Doral, FL — A video has recently surfaced causing outrage from parents and backlash at a Florida school district as it shows the school resource officer on top of the school’s roof, pretending to shoot the students below. The chilling gesture is now the subject of an investigation.
A student at Ronald Reagan High School in Doral filmed the disturbing scene and then uploaded it to Snapchat. In the video, the officer pretends to pick up a rifle and then takes aim at the kids below.
Naturally, once parents saw the video, they were in shock. Here is the taxpayer-funded public servant—who is ostensibly there to protect their children—and he is pretending to snipe them.
“I have fear now going to school, and I don’t want that,” said student Sophia Urena.
Given the timing of the release of the video—days after a deadly school massacre in Parkland, FL—it has parents speaking out.
“Our kids don’t need to be around that,” a parent told 7 News. “The security is supposed to protect and make my kids feel safe, and to be acting like they have guns shooting down at them, I mean, it’s not something they would feel safe about. They’re concerned.”
According to school officials, the video was taken weeks ago but has only recently surfaced. Miami-Dade School officials told 7News that the officer has been suspended and is the subject of an investigation.
They said in a statement, “The employee has been removed from the school and will not be returning pending the outcome of an investigation. Because the employee’s actions demonstrated a serious lack of judgment, the outcome of the investigation could result in disciplinary action, up to and including dismissal.”
As 7 News reports, Urena said that actions like this instill fear in her. “It makes the rest of us fear about our school and we just want to go to school to learn and be safe,” she said.
“It’s not the way a kid [is] suppose to feel when they’re in school to learn and feel safe it’s not happening anymore,” the parent said.
Indeed, when citizens are paying for “protection” for their children with their tax dollars and the officer who is supposed to be protecting them—becomes the threat—something is seriously wrong.
As this case helps to illustrate, schools do not become safer with more police presence. However, after the tragic shooting in Parkland, Florida last week, legislators began hinting that they would up the police presence in schools.
Aside from conditioning children to grow up in a police state, this move is terrible for other reasons as well. Research shows that police officers in schools create an environment that funnels children into the criminal justice system at a young age.
Normal adolescent behavior is criminalized and leads to arrests instead of detention. It is also important to point out that the police presence in the Parkland high school did nothing to stop the shooter. He never once even confronted him.

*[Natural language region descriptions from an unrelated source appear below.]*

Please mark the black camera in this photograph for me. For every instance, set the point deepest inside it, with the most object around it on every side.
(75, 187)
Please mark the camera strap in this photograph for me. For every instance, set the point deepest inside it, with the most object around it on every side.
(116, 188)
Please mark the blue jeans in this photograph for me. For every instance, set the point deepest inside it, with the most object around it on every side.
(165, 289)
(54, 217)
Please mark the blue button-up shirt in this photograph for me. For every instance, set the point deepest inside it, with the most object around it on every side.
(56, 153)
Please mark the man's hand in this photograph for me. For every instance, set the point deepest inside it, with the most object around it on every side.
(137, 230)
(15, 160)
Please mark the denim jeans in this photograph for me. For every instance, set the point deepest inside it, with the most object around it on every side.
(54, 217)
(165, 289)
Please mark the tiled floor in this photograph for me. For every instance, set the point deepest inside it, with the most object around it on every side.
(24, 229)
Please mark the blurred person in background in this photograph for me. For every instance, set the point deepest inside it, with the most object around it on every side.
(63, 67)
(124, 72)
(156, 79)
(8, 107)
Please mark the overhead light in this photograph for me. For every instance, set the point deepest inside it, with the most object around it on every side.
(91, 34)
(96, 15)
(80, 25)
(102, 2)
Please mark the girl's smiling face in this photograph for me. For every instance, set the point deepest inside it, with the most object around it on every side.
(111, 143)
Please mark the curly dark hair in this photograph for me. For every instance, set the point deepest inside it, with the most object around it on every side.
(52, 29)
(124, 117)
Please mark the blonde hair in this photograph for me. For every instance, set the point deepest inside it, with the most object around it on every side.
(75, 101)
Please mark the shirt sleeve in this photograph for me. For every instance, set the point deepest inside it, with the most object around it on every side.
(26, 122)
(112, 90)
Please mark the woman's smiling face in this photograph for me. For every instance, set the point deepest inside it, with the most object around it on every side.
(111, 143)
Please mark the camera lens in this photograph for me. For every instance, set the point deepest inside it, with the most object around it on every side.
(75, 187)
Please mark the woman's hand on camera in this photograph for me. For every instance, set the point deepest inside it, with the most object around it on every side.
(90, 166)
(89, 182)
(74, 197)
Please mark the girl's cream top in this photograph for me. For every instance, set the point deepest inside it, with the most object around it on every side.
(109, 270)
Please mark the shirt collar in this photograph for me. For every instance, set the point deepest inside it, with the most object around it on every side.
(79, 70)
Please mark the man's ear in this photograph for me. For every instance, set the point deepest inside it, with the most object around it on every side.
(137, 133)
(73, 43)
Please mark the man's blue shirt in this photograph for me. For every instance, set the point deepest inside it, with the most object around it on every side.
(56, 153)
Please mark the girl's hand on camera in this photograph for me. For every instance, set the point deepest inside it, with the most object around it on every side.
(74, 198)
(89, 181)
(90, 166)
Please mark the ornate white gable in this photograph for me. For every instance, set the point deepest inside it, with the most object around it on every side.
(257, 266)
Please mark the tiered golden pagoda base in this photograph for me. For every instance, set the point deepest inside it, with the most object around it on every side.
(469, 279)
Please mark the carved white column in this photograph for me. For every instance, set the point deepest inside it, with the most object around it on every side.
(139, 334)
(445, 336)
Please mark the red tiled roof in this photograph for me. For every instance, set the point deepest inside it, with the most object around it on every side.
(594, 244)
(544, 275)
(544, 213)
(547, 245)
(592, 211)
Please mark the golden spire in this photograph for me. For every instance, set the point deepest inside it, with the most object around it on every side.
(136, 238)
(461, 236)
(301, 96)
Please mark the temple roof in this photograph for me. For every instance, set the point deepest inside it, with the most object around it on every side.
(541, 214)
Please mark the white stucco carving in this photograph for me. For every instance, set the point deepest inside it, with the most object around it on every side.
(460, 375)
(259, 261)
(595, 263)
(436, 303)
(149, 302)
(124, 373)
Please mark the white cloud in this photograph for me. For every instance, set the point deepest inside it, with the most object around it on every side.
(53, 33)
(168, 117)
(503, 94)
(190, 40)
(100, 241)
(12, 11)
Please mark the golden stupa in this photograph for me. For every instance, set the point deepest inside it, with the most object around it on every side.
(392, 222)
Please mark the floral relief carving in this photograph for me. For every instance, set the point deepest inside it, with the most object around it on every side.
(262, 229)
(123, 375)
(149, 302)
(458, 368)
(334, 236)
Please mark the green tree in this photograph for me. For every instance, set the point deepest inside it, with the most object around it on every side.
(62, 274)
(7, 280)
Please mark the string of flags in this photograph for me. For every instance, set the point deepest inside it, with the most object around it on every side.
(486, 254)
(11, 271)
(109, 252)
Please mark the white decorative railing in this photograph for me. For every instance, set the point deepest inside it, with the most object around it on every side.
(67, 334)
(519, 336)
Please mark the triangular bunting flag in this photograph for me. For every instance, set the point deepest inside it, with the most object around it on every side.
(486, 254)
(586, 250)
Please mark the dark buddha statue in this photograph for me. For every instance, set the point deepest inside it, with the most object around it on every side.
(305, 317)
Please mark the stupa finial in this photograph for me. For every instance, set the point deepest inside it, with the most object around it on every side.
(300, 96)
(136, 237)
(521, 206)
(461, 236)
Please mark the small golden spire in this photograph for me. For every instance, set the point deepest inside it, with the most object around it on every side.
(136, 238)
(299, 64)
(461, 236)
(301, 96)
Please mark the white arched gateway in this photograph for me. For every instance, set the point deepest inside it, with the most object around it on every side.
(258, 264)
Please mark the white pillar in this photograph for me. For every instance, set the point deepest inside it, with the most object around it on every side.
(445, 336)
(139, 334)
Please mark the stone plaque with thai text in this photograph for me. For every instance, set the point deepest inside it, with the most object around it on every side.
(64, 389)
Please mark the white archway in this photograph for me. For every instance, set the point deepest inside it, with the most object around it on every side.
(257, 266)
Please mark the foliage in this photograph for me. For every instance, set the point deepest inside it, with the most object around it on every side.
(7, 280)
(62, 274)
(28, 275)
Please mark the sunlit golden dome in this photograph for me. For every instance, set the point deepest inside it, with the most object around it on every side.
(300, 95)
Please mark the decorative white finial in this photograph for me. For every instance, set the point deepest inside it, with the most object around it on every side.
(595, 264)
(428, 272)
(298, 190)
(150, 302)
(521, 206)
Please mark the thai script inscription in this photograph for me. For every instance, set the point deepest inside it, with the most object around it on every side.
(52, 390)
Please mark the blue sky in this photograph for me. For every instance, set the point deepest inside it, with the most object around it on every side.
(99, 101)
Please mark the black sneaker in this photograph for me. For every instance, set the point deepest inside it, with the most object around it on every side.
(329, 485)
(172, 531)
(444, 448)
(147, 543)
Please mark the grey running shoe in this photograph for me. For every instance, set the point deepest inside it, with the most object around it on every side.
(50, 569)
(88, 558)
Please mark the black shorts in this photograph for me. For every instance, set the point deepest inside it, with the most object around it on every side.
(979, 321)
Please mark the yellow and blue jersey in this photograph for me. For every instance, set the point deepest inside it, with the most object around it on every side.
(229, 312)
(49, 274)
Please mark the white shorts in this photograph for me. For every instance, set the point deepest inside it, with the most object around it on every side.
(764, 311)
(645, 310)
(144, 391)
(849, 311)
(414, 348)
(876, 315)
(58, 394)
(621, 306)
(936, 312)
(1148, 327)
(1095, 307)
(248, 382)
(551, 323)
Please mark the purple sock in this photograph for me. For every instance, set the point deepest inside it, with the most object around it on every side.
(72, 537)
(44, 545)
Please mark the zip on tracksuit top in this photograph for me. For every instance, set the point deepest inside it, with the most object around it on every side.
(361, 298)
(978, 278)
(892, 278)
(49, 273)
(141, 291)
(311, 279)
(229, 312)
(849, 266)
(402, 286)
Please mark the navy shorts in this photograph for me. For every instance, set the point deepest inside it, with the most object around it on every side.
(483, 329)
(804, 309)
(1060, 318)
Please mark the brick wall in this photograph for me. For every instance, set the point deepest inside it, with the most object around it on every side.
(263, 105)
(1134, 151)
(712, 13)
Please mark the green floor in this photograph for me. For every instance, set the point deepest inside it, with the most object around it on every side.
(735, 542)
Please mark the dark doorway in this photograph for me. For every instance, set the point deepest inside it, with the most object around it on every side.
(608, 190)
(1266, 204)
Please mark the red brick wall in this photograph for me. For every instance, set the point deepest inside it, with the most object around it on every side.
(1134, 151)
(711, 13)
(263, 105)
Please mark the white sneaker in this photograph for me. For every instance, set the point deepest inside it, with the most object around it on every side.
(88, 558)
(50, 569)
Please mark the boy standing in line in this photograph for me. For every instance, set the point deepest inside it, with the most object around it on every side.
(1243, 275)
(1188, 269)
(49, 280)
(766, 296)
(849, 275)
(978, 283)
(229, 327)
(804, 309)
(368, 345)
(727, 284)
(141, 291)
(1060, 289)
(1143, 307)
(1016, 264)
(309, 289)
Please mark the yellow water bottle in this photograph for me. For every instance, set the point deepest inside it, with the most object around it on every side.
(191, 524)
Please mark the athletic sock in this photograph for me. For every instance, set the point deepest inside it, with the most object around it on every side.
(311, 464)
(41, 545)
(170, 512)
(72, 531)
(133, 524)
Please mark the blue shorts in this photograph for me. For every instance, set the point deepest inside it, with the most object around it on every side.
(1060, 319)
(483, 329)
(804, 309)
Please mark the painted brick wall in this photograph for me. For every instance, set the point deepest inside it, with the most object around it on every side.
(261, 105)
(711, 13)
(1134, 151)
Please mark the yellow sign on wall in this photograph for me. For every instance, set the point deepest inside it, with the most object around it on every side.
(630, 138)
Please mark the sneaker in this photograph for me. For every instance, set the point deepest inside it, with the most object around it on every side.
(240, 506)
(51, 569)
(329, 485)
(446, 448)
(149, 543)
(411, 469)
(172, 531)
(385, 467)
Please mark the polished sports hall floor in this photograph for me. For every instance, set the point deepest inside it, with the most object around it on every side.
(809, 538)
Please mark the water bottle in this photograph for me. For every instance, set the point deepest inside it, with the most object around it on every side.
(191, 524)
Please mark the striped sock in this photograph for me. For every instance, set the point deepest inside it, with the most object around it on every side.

Schools in America are starting to more closely resemble prisons than learning facilities— and more cops facilitate this. Think about it — children are locked in behind steel doors all day long as armed agents of the state patrol the grounds. A few minutes out of the day, the students are given a little yard time — and again, they are kept under the watch of armed state agents.
Video after video shows the horrific nature of such a practice as children are seen being maced, beaten, and tasered for normal childhood behaviors.
The mere act of being a child is now criminalized.
What’s more, as the video above illustrates, instead of safety, these cops are causing fear and putting children in danger.
Instead of attempting to solve a problem with logic and reason, schools are now taking the easy road and turning to the barrel of a gun to force compliance. This is not only dangerous and lazy, but it’s entirely unnecessary.
A study of more than 185,000 private and public school users from 2010 to 2014 revealed that violence is largely a problem in the public school sector. Private schools, unlike public schools, have an incentive to create a safe and caring environment for their students, so they take a far more proactive approach to prevent bullying — and it works.
Without using police force, private schools are able to reduce bullying and violence to levels far below that of public schools—without the benefit of taxpayers. Imagine that.